Jeder Mietspiegel, ob einfach oder qualifiziert, gibt eine Übersicht über die aufgerufenen Mieten zu einem bestimmten Stichtag. Darüber hinaus muss jeder Mietspiegel von der Gemeinde sowie Interessenvertretern sowohl der Mieter als auch der Vermieter erarbeitet und per Gemeinderatsbeschluss anerkannt worden sein. Während die Vorgaben an den einfachen Mietspiegel hier enden, muss der qualifizierte Mietspiegel jedoch noch weitere Kriterien erfüllen: So muss der qualifizierte Mietspiegel alle zwei Jahre aktualisiert werden, um nicht zu einem einfachen Mietspiegel zu werden. Darüber hinaus muss die Erstellung nach wissenschaftlichen Methoden vorgenommen worden sein. Das bedeutet, die Ergebnisse müssen nachvollziehbar und überprüfbar sein, die Vorgehensweise muss somit sauber dokumentiert worden und einsehbar sein.

9) Mieterhöhung: Mögliche Formfehler im Ankündigungsschreiben

Vermieter müssen beim Schreiben der Mieterhöhungsankündigung große Vorsicht walten lassen, denn bereits der kleinste Formfehler kann mindestens eine Verzögerung des gesamten Prozesses zur Folge haben. Kommt es bei den Berechnungen oder der Begründung der Erhöhung zu Fehlern, wird sogar das gesamte Vorhaben zurück auf Null gestellt, denn eine solche Ankündigung verliert ihre Gültigkeit.

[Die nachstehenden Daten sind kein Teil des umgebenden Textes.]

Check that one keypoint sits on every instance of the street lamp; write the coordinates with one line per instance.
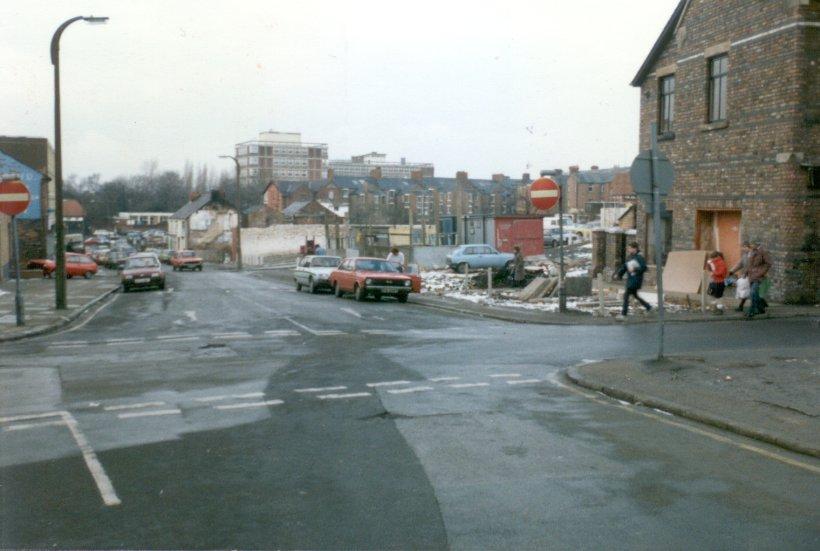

Im Folgenden haben wir die häufigsten Fehlerquellen für Sie aufgelistet:

  • Fehlerhafte oder gänzlich fehlende Begründung der Mieterhöhung
  • Aufforderung zur Zustimmung fehlt
  • Falsche oder nicht alle Adressaten
  • Falsche oder nicht alle Vermieter
  • Nicht zulässige Vertretung des Vermieters durch eine Hausverwaltung oder Fehlen einer diesbezüglichen Vollmacht
  • Falsche Berechnung der Mieterhöhungsfristen
  • Unkorrekte Berechnung der Mieterhöhung oder der Kappungsgrenze
  • Falsche Angabe der ortsüblichen Vergleichsmiete
  • Fehlende Angabe der neuen Miethöhe
  • Gibt der Vermieter die Namen der Adressaten falsch an oder vergisst er einen Adressaten, so kann er das Schreiben noch einmal korrigieren. Die Zustimmungsfrist des Mieters beginnt dann erst nach Zugang des korrigierten Schreibens.

Fehlt die Begründung der Erhöhung, ist die Mieterhöhung gänzlich ungültig. Bei einer Überschreitung der Kappungsgrenze erfolgt hingegen nur eine Korrektur der Mieterhöhung auf das zulässige Maß. Der Mieter muss nun also teilweise zustimmen oder ablehnen.